I was looking for something to read, so I picked up this Tarzan book that has been floating around the outer ranks on the to-read shelves in my office for a while now. I mean after all, I just read a couple of Tarzan books, didn’t I? Well, no–I read Tarzan of the Apes and The Return of Tarzan in 2009. They would have been some of the last books I read in Old Trees before we moved down to southwest Missouri. I can’t believe it’s been that long, but look at the comments by Deb, a frequent commenter in those days when the blog was only six years old. In my defense, I did “just” read some of the John Carter books in late 2017, so it was more “just” than eleven years ago.
And closer review of the cover indicates that this is not a Tarzan book at all; it’s the third book in the hollow Earth series set in Pellucidar with the main character of Tanar (completely different from Tarzan who appears in the fourth book in the series, Tarzan in Pellucidar). I guess the first two books deal with men from the outer world who find themselves in the hollow world which contains dinosaurs, primitive men, and intelligent lizard men who rule them using ape-men as muscle. So I gather from research reading the Wikipedia article.
This book starts en media res: Seafaring raiders known as Korsars attack the Empire of Pellucidar, set up by the outer earth men in the first two books, and take prisoners, including Tanar; the emperor himself sets out in a small boat to rescue Tanar. Tanar meets a haughty but attractive young woman aboard the pirates’ ship; she is the assumed daughter of the pirate leader by a woman captured on a small island of loving people. After a storm, which is almost unheard of on the seas of the hollow world, Tanar and the woman are shipwrecked on what turns out to be her ancestors’ island. There, they are met with suspicion but eventually are adopted by Stellara, the woman’s, father. Subplots ensue, a pirate who wanted Stellara for himself returns, Tanar ends up thought dead, but he’s really in caves of the Morlocks Coripies, underground dwellers. He escapes with the resident of a nearby island of hate, where the residents hate an berate their family members–this fellow kidnaps Stellara, and Tanar goes to the rescue. He gets captured by the Korsars a couple more times, subplots ensue, and he links up with the Emperor and they eventually back to their homeland.

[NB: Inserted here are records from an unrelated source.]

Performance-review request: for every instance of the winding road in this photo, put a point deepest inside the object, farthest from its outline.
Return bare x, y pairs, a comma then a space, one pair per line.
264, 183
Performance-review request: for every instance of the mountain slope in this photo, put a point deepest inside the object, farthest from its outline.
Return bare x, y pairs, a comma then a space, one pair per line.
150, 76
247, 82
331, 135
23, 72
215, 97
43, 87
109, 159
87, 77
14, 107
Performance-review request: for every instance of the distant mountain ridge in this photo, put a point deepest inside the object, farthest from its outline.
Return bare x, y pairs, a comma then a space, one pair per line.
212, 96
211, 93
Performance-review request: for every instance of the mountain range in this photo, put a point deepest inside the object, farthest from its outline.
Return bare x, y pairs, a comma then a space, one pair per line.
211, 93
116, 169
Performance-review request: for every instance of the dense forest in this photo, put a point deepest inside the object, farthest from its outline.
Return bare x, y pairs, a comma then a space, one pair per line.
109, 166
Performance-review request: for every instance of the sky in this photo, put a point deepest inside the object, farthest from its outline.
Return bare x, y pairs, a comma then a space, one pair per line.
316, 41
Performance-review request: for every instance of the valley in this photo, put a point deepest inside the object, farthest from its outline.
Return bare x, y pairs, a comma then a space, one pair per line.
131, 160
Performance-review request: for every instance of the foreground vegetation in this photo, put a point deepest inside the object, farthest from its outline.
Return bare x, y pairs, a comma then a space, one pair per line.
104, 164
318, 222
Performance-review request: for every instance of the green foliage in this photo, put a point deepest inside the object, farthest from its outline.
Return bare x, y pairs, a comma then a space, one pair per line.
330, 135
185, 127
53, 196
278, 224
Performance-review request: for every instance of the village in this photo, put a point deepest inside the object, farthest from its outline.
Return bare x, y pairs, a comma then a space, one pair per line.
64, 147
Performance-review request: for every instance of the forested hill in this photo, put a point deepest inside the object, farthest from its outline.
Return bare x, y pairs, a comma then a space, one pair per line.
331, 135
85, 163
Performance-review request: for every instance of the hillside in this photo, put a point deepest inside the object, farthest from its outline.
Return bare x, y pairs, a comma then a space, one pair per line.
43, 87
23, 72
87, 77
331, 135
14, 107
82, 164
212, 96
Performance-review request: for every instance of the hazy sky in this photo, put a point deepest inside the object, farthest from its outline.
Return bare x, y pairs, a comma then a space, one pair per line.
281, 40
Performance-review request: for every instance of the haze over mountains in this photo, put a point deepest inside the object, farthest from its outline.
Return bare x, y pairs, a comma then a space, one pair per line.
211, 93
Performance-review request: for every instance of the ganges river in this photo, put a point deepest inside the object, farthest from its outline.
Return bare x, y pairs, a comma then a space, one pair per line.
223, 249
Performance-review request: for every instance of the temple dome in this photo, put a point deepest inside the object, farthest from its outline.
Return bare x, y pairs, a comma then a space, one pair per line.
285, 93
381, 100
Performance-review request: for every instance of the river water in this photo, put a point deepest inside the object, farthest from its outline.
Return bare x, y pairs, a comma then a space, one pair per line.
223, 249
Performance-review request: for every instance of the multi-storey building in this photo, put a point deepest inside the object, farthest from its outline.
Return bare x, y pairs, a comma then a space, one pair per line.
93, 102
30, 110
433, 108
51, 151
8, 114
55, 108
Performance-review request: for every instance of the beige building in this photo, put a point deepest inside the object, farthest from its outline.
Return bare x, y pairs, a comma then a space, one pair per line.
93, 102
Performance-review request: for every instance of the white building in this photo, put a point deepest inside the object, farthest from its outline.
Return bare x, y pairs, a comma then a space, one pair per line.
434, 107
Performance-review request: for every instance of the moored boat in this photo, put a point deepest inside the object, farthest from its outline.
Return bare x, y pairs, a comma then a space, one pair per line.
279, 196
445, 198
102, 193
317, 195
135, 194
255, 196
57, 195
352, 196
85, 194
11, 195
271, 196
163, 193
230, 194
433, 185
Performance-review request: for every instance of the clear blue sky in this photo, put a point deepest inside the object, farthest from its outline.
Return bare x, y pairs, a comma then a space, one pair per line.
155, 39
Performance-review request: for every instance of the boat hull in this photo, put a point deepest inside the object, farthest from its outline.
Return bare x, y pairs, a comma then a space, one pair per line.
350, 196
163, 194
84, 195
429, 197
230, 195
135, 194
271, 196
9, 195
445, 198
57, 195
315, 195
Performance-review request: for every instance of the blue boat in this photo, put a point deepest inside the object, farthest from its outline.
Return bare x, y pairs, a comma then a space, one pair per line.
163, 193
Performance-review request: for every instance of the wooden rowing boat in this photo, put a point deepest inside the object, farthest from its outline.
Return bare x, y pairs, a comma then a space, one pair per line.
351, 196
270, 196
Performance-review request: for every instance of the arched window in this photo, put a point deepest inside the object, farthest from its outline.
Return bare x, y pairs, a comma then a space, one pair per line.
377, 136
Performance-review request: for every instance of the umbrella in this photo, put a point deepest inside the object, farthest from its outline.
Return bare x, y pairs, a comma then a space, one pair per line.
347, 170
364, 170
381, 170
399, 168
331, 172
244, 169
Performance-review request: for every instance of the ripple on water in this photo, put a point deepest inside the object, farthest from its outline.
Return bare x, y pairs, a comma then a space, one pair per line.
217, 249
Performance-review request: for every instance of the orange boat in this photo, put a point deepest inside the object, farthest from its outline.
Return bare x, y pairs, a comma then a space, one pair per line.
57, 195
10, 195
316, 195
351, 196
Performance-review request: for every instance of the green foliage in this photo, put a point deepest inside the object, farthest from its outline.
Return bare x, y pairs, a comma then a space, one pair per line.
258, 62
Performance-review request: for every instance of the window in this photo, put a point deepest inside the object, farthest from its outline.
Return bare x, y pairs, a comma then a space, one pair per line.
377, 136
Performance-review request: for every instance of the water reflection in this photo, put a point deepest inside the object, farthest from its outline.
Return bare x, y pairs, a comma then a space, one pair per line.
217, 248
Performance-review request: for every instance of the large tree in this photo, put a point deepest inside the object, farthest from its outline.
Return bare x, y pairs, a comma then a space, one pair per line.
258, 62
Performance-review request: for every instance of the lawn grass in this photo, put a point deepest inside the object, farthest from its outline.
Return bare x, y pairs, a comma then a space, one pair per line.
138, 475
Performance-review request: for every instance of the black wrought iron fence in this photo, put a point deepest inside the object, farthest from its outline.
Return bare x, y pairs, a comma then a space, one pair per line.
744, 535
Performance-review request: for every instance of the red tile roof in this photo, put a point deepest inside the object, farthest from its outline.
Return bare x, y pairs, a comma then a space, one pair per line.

The book also has a frame story where Edgar Rice Burroughs is talking to a friend who is into the new fangled radio, but who discovers a wave that travels through the Earth–and it’s through a broadcast on this wave that this story is transmitted to the outside world. So the guy with the radio plans to go to Pellucidar to rescue the men from the outer world who are trapped there. Which leads, according to Wikipedia, to the Tarzan book. This book came fourteen years after the preceding one in the series; they came a little faster after that, but the series was never as popular as Tarzan or John Carter series and the length of the series reflects that. Burroughs wrote a lot, but he wrote a lot more of what was popular.
I don’t think I have a lot more Burroughs floating around, but do you know what I pass over from time to time? One or more of the remaining Gor books I have. So maybe I will pick up one of them sooner rather than later. If only to address this comment I made when I read Captive of Gor in 2014:
So I was disappointed with this book, and I’ve got at least three remaining on my shelves. I might pick up another one soon–before 2021, I would hope.
With a little dilligence, I can make that goal!